Provided by Yashuhiro Fujiki
Sometimes I feel like a fraud when I talk about my Japanese culture. I’ve grown up with the language and traditions, but at times I don’t feel like I know enough to classify myself as Japanese. Yes, by blood I am half Japanese, but I am also half white.
I grew up learning Japanese from a young age, and for a while it was the primary language I communicated in since my dad was in the Navy and I was always home with my mom. For those few years, I was proficient in speaking, but as I entered preschool in the United States, that started to fade.
I went into preschool when I was around three years old — absorbing all that I could around me — and started to focus more on English. So, I began to lose my abilities in speaking Japanese fluently, but I’d still speak as much of it as possible at home with my mom.
It wasn’t until I was around seven years old when I entered Minato Gakuen, the Japanese school in San Diego my mom had been working at, that I started to regain these skills. I went into the school eager to learn more Japanese and continue to pursue my passion in my culture.
But that didn’t last long.
I started to realize how different I was compared to my American friends. They didn’t have an extra school to attend on Saturdays. And while they were out enjoying their weekends with sports and other extracurriculars, I was stuck in a classroom.
I would sit in class watching the clock—waiting for the day to end. I stopped trying to retain the information and pushed to leave as quickly as possible. I’d constantly beg my mom to take me out, but I never won those arguments.
It wasn’t only my American friends that pulled me away from Japanese school. I also always felt detached from my other classmates. Our classes were filled with both full and half Japanese students, but I never felt that I could understand the information as well as them. I’d always doze off in class, both because I didn’t want to be there and because I had trouble understanding. Both of these factors prevented me from learning.
I think this is why I lack the ability to read and write Japanese today. In Japanese, there are essentially three different alphabets: a basic one used in all communication, one for foreign words and a never ending one. Kanji, the never ending alphabet, always posed issues for me. It consists of thousands of Chinese characters that help synthesize words in sentences and have a multitude of different meanings depending on their context, but I never seemed able to memorize them.
As I started to get older and visit Japan more frequently, I realized that Kanji is an integral part of the Japanese language. From street signs to packaging on everyday items, I couldn’t escape it.
My nine years of Japanese school seem to me a missed opportunity. It didn’t register for me how important Japanese school was until it was almost over, and at that point — no matter the lengths of effort I put into it — I would never be at the same level as my peers. Although I learned a lot there, I am sure if I made a greater effort I would have been able to communicate better.
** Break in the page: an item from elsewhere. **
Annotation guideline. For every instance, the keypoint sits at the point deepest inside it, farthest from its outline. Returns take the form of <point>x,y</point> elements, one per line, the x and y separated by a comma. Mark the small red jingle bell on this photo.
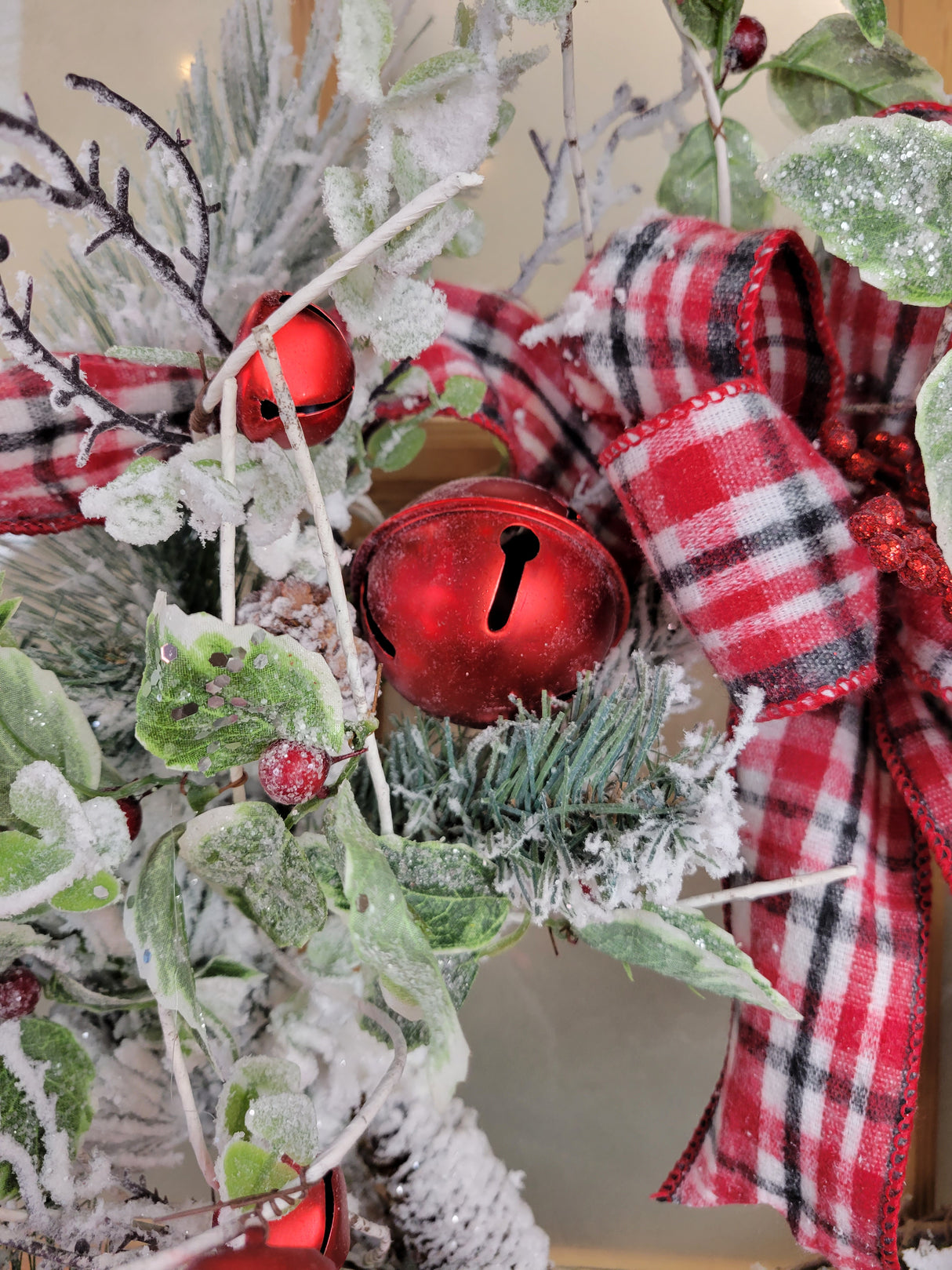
<point>318,366</point>
<point>482,588</point>
<point>319,1221</point>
Outside of school, my Japanese culture is something that I have always taken pride in. I would use it as a sense of comfort in my identity when I didn’t exactly feel like I fit in as white. However, I didn’t always fit in with my Japanese side either.
A few years ago, I was sitting in my mom’s classroom doing homework after a long day at Japanese school. A group of young full Japanese boys ran past the classroom and called me 外人 (gaijin), which means foreigner in Japanese. I would often hear this statement made to my white father when we would be in Japan, and it always holds a slightly negative connotation.
It hurt to be called that. It made me feel like I wasn’t a part of my Japanese culture because to others I didn’t present myself that way. In that sense, I never felt like I fit into the image of a Japanese person or a white person. I was never white enough and never Asian enough and I felt like I couldn’t fit in either way.
I think this is why I get nervous when American people find out I am Japanese; often, they immediately ask me to speak. And while I can, to me it always seems awkward, and I get too afraid.
I know they won’t understand what I say, but regardless, I still get worried that they are going to somehow know I don’t understand a lot Japanese and therefore invalidate my cultural identity. It’s never happened, but my constant need to be perfect in different situations prevents me from accepting that it most likely never will.
My mom always tells me that it’s okay to mess up. And while I understand where she is coming from, this fear of failure never seems to go away. I always feel there is a certain standard I need to meet in order to be accepted into my own culture, which is honestly upsetting because regardless of how much I try, I don’t think I will ever be able to fully satisfy myself.
Nevertheless, I still want to make that effort. I may not have had the ability to when I was in Japanese school, but I still want to learn as much as possible about my culture and language — whether that be by communicating with my Japanese family and friends more often or by taking courses in the future for a more formal education in Japanese language. I know it will come with challenges, but I want to be as immersed in my culture as possible.
Ultimately, I think it is time to start allowing myself to accept that I am never going to be this picture-perfect self I have created in my head and take my mom’s advice. Because no matter the lengths I go to try to fulfill this image, I will be no more or less Japanese than I was before.